Per testare questa possibilità, hanno deciso di utilizzare un mix di esperimenti sia su modelli animali, in particolare di topo, sia su cellule piastrate in coltura. Prima di raccontarvi questi esperimenti, vorrei fare un appunto sull’utilizzo di queste tecniche. La scelta di usare modelli animali oppure cellule in una piastra è guidata da motivazioni molto specifiche. Soprattutto quando si tratta di usare animali, la motivazione deve essere ben chiara e sufficiente a giustificarne l’impiego. In questo caso, la motivazione è l’enorme complessità del sistema in esame, che a oggi non può in alcun modo essere simulata in una piastra o al computer.

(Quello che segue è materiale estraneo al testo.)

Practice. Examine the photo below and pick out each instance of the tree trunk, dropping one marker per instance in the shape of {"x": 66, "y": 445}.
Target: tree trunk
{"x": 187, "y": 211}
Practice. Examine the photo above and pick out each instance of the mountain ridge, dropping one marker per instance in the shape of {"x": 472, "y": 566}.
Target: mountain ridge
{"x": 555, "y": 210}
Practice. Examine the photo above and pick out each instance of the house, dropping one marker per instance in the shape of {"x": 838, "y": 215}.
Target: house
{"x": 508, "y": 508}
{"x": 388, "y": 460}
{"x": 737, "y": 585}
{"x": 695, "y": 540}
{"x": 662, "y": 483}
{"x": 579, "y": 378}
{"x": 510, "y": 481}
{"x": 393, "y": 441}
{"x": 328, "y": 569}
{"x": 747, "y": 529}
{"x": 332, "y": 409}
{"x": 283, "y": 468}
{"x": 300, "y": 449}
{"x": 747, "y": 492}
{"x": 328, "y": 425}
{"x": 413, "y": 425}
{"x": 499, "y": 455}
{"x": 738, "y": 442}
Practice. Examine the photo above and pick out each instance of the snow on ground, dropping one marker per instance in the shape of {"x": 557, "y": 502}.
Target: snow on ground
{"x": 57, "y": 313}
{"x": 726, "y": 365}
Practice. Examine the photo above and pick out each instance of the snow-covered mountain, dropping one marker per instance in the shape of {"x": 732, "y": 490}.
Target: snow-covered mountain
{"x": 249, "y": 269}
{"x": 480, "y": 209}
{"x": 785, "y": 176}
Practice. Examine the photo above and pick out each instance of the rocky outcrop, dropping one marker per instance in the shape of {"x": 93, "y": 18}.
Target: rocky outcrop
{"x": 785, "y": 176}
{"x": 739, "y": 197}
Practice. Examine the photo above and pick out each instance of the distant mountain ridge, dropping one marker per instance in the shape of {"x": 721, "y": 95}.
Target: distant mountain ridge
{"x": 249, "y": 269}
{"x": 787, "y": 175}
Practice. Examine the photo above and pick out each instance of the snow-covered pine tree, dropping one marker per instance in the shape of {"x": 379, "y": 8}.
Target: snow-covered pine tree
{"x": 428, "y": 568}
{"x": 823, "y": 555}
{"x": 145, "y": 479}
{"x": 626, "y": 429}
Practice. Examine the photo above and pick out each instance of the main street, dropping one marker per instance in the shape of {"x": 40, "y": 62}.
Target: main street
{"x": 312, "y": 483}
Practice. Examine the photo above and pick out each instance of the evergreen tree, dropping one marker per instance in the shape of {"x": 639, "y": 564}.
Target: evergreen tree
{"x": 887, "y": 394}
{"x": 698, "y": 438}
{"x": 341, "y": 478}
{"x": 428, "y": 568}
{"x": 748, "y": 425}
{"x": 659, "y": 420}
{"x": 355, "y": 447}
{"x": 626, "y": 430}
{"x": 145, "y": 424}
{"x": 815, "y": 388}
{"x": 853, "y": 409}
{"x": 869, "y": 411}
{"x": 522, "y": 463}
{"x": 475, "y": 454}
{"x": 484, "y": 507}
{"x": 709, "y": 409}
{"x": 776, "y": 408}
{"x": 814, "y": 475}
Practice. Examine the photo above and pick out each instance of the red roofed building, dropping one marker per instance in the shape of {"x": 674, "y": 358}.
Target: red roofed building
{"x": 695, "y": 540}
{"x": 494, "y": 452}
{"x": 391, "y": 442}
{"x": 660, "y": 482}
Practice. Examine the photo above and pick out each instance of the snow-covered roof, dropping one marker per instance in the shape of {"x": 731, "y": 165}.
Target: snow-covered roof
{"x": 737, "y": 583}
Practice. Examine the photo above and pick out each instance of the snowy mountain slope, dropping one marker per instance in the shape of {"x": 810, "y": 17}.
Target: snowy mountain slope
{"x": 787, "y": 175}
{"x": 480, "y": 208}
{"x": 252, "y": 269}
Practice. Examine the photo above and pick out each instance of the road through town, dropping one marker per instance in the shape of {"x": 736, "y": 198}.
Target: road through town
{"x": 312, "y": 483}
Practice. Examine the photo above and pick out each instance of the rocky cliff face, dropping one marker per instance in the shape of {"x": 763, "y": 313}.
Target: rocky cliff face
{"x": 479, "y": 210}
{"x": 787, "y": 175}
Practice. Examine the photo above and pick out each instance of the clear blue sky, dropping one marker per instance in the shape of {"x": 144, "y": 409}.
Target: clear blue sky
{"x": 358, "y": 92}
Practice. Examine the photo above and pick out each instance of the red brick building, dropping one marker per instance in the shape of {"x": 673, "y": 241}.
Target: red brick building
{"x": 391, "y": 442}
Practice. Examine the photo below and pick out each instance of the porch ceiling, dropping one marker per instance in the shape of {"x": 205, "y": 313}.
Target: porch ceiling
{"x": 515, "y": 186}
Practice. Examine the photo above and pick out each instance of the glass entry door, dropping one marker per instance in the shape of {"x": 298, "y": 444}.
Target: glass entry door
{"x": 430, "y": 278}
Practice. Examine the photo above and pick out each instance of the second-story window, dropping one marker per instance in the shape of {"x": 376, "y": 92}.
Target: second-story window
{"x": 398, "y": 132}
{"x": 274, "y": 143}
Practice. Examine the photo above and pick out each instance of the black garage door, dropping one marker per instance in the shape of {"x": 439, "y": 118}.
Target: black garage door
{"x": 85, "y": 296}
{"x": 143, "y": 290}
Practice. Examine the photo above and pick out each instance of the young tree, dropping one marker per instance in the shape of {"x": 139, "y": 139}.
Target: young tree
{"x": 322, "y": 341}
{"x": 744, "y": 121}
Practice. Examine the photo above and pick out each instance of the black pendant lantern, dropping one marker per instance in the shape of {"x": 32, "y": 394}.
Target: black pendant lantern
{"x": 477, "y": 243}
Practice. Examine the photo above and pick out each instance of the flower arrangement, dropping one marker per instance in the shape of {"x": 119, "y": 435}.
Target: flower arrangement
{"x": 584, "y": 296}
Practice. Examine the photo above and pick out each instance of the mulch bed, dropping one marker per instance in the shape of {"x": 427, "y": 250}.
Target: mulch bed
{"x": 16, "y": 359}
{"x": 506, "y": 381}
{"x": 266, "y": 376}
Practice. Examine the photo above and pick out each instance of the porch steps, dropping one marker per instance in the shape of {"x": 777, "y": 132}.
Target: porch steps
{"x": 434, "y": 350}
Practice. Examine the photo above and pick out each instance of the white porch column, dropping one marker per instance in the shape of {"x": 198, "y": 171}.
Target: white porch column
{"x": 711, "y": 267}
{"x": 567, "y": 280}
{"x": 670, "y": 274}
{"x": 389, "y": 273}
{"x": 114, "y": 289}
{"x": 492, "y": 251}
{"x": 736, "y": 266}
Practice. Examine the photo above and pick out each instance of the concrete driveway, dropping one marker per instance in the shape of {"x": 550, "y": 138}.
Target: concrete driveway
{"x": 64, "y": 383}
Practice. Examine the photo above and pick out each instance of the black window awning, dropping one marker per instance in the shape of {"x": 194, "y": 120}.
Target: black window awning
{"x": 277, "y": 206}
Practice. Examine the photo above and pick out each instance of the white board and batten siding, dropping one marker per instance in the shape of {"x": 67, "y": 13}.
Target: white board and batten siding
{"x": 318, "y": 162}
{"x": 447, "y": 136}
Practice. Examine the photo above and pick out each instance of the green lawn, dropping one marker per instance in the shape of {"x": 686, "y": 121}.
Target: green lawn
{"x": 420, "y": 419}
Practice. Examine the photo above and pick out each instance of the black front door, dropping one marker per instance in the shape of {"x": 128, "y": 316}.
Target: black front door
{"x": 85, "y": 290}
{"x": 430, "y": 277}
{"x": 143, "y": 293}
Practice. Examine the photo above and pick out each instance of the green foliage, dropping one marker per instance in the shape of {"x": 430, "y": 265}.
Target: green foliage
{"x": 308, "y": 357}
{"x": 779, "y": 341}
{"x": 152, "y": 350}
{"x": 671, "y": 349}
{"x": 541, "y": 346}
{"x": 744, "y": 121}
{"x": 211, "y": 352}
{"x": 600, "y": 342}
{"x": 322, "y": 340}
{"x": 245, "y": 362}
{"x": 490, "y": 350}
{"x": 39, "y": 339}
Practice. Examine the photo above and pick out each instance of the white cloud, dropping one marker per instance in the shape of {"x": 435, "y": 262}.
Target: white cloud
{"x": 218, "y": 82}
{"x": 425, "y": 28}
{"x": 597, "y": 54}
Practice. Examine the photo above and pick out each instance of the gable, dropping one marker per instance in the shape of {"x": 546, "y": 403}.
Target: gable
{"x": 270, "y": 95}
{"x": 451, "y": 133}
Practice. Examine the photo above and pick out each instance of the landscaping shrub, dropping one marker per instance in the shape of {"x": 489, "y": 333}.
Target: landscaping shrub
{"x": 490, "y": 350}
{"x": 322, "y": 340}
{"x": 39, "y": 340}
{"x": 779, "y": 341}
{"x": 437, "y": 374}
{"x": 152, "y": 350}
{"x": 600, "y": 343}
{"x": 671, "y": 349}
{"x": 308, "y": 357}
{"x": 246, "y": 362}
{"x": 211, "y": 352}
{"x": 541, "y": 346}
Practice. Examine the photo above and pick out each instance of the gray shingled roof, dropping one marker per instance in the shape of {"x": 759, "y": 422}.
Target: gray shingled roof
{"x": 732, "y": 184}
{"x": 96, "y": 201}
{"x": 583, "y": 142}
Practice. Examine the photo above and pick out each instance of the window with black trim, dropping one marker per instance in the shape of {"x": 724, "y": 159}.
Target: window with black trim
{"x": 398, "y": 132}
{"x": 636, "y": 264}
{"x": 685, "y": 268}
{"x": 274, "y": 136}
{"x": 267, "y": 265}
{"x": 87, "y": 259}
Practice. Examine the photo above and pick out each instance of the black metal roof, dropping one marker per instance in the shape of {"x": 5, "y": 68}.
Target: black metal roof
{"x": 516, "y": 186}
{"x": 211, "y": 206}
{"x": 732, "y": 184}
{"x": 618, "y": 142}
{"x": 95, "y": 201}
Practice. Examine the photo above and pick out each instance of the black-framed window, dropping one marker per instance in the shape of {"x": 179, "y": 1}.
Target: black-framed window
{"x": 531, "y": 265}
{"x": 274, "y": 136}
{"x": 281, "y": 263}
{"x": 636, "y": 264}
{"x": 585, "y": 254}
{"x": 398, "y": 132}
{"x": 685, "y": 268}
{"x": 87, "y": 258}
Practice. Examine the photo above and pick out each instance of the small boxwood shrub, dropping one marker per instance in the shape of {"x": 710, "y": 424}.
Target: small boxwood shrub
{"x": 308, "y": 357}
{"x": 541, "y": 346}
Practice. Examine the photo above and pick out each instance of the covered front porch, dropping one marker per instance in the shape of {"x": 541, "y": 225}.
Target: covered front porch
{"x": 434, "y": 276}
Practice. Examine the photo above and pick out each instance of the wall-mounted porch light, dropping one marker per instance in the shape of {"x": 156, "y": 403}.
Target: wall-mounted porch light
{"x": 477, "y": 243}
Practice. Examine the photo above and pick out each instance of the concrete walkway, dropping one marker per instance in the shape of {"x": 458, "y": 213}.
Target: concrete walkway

Partiamo da una cosa molto importante: vedere una correlazione, in questo caso fra PM2.5 e tumore al polmone, non significa automaticamente che esista un nesso di causa. Quindi gli autori hanno cercato di capire se le PM2.5 potevano effettivamente promuovere l’insorgenza del tumore.

Siccome l’ipotesi degli autori è che negli esseri umani ci siano mutazioni genetiche che ci predispongono al cancro e che le PM2.5 ne favoriscano poi l’insorgenza, hanno preso dei topi particolari, che sono topi che hanno la stessa mutazione genetica che si trova nei non fumatori che sviluppano cancro al polmone e li hanno esposti per un certo periodo alle PM2.5. Facendo questo, hanno visto che più PM2.5 era presente, più nei polmoni si trovavano cellule con crescita eccessiva e incontrollata, quindi dimostrando che queste polveri sottili hanno un effetto causale sulle lesioni al polmone.

Non solo, dopo questa esposizione, hanno visto che nei polmoni aumenta la presenza di macrofagi, che sono cellule del sistema immunitario coinvolte nel processo di infiammazione. Ma cosa c’entrano questi macrofagi con lo sviluppo del tumore? Per capirlo, gli autori hanno guardato che effetto ha la loro presenza sulle cellule del polmone e hanno visto una cosa molto interessante: i macrofagi, una volta arrivati nel polmone, iniziano a produrre una molecola che serve a mandare dei segnali ad altre cellule. Con quali conseguenze?

A questo punto, alcune cellule del polmone iniziano a modificare l’espressione di alcuni geni e si trasformano quindi leggermente in uno stato chiamato “progenitore”. Senza andare nel dettaglio, possiamo dire che questo stato le porta a essere un po’ meno specializzate e solitamente le cellule meno specializzate sono quelle col potenziale maggiore di diventare cellule tumorali. La cosa interessante è che nei pazienti con adenocarcinoma polmonare, si è visto che la maggior parte delle volte sono proprio queste cellule a dare il via al tumore.

E in effetti, prendendo queste cellule diciamo un po’ diverse dal normale e mettendole in coltura in una piastra, hanno visto che sono effettivamente in grado di proliferare in maniera molto simile a un tumore.

Per riassumere il tutto, quindi, le PM2.5 finiscono nei polmoni e attirano alcune cellule del sistema immunitario, in questo caso i macrofagi, che una volta lì iniziano a produrre una molecola di segnalazione. Se questo accade in presenza di mutazioni genetiche in alcune cellule del polmone, queste iniziano a trasformarsi e raggiungono uno stato in cui possono dare luogo più facilmente alla formazione di un tumore, dimostrando infine il collegamento fra PM2.5 e tumore al polmone.

Per concludere, quindi, possiamo dire che questo studio ci rivela finalmente un collegamento molecolare fra l’esposizione alle polveri sottili, in particolare alle PM2.5, e l’insorgenza di cancro al polmone, dimostrando che questo tipo di inquinamento aumenta notevolmente il rischio in persone portatrici di alcune mutazioni.

Questo significa da un lato che va fatto tutto il possibile per ridurre la concentrazione di queste polveri nell’aria, la cui origine è molto spesso antropica, e dall’altro che sono assolutamente necessari altri studi per poter definire in maniera sempre più precisa chi è a rischio e quindi come agire per diminuire gli effetti di questi composti tossici su queste persone.